2.4 Size-exclusion chromatography

Size-exclusion chromatography (SEC) was performed using a Shimadzu Nexera X2 UFLC system equipped with a TSKgel SuperAWM-H column. DOM was eluted with 0.15 M ammonium acetate (pH 7), and two sequential detectors were used. Absorbance was measured between 240 and 600 nm at 2-nm intervals using a Shimadzu SPD-M30. Retention times were converted to apparent molecular size on the basis of a calibration curve using polystyrene sulfonate standards. It is notable that the hydrodynamic characteristics of polystyrene sulfonate may not fully reflect those of natural DOM; therefore, the molecular sizes calculated from the calibration with polystyrene sulfonate should be viewed as operational and the reported values should be interpreted as rather an apparent molecular size, as different calibration standards may result in different size-distribution patterns (Egeberg and Alberts, 2003; Peuravuori et al., 2005; Wünsch et al., 2017).

2.5 Data analyses

Publicly available primary production (PP) data (in mg C m⁻² d⁻¹) of Global Ocean Color (Copernicus-GlobColour: Bio-Geo-Chemical, Level 4 global, monthly and interpolated) from Satellite Observations were used to evaluate mean summer primary production in the investigated areas for periods from June to August for the years 2020–2022 using the Antoine and Morel (Antoine and Morel, 1996) algorithm (Supplementary Figure S7). The PP was estimated for the Bornholm Basin, defined as the area between 54.9–55.7°N and 15.0–16.5°E; the Gdansk Basin, defined as the area between 54.3–55.0°N and 18.5–20.0°E; and the eastern Gotland Basin, defined as the area between 56.0–57.5°N and 18.5–21.0°E.

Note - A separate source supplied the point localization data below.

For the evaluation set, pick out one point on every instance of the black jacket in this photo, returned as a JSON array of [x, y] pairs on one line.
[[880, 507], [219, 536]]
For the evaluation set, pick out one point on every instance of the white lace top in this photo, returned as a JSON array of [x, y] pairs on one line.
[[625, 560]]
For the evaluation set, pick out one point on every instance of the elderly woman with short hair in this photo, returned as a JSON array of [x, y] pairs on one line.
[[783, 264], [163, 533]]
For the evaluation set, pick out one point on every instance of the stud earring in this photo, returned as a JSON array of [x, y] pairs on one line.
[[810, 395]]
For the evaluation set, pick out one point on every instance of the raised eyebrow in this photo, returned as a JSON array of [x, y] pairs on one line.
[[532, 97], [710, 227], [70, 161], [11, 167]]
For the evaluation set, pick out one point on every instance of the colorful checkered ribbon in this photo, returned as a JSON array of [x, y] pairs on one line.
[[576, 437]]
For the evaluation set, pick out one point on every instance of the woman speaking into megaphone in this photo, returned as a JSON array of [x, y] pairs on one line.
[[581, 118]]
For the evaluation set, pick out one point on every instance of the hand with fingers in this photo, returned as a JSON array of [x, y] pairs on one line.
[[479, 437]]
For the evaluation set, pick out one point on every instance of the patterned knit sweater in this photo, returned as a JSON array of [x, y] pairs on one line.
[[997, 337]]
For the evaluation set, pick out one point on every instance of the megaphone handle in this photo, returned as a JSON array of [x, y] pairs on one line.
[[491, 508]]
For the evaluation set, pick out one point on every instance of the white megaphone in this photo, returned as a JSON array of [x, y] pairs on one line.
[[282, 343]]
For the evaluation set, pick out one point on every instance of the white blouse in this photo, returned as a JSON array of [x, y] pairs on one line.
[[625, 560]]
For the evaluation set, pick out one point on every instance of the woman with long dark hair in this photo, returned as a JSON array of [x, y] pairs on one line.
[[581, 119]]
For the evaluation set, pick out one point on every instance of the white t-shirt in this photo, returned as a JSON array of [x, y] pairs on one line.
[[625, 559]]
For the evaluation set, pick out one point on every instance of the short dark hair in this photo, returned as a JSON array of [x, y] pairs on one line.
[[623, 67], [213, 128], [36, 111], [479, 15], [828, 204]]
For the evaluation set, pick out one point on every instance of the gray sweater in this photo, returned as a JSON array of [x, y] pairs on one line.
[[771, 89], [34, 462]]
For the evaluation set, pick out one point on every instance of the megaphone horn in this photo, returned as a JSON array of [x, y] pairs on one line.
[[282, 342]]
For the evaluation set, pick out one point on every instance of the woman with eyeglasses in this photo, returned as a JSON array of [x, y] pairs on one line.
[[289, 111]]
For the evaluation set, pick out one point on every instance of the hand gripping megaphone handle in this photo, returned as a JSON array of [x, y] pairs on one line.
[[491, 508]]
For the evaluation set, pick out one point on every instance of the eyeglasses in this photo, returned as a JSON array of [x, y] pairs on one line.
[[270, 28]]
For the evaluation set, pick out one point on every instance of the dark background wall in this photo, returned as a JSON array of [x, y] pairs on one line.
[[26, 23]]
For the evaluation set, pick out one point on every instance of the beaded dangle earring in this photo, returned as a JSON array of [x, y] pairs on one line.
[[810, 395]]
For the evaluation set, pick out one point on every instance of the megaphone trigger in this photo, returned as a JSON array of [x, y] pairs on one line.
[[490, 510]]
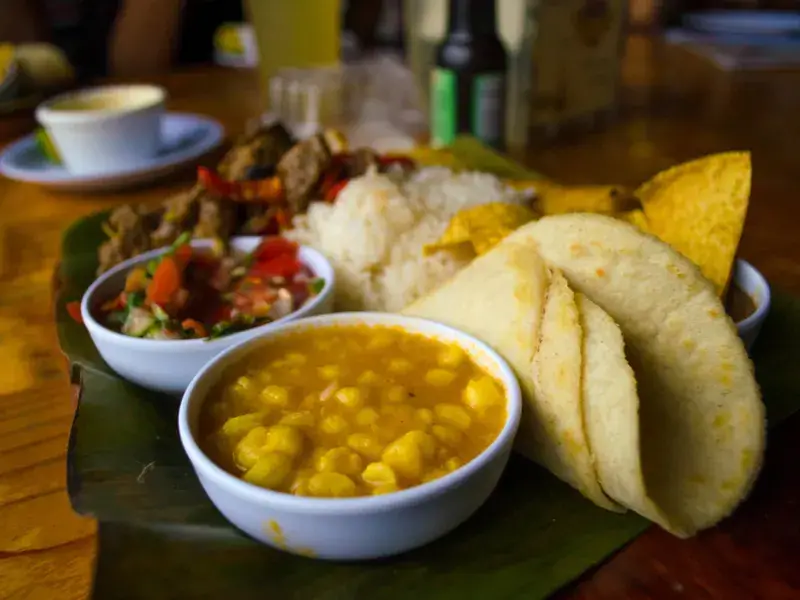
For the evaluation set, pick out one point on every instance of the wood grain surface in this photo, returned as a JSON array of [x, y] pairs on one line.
[[675, 108]]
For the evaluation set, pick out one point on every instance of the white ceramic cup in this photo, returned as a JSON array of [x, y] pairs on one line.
[[106, 129], [754, 284], [353, 528]]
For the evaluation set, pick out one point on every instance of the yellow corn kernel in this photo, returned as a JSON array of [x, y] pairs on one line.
[[250, 448], [334, 424], [295, 359], [284, 439], [303, 419], [366, 445], [378, 473], [399, 416], [481, 394], [451, 357], [278, 365], [400, 366], [309, 402], [433, 475], [380, 340], [333, 485], [369, 378], [275, 395], [244, 386], [270, 471], [425, 441], [330, 372], [237, 427], [451, 464], [424, 416], [351, 397], [395, 393], [325, 344], [439, 377], [367, 416], [447, 435], [386, 488], [299, 485], [340, 460], [404, 456], [453, 415]]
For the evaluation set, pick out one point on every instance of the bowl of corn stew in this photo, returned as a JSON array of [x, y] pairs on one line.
[[351, 436]]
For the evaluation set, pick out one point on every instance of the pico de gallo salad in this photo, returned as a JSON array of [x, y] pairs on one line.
[[192, 293]]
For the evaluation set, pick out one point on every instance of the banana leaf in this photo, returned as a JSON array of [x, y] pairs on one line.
[[160, 536]]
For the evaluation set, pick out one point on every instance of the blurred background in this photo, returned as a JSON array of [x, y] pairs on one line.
[[378, 69]]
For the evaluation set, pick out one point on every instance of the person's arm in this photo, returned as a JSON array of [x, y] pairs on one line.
[[144, 37], [23, 21]]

For diffusive flux calculations of DOC, DOC concentrations in BW and pore water DOC concentrations from the uppermost sampling interval of the sediment core (0 to 2 cm depth) were used. The fluxes (J_DOC) were evaluated according to Fick’s first law of diffusion:

\begin{array}{l} J_{D O C} = - ϕ \times D s \times \frac{d C}{d z}; & (1) \end{array}

where ϕ is the sediment porosity, $\frac{d C}{d z}$ is the gradient of DOC concentration over the investigated depth interval (0 to 2 cm), and D_s is a bulk sediment diffusion coefficient. D_s has been previously demonstrated to be dependent on the sediment formation resistivity factor (F) (Ullman and Aller, 1982). In this study, we calculated D_s using F that equals ϕ ⁻³, as ϕ measured at our area of study exceeded 0.8–0.9 (Ullman and Aller, 1982). D_s has also been shown to negatively depend on an average MW of DOM (Burdige et al., 1992; Balch and Guéguen, 2015). In this study, a weighted average MW (AMW) was calculated from SEC chromatograms for each sample, and the AMW evaluated for the pore water at 0–2 cm at each station was incorporated into D_s after Balch and Guéguen (2015):

\begin{array}{l} D_{s} = 1.1 \times 10^{- 3} \times A M W^{- 0.81} / ϕ F & (2) \end{array}

where AMW is the weighted average apparent MW.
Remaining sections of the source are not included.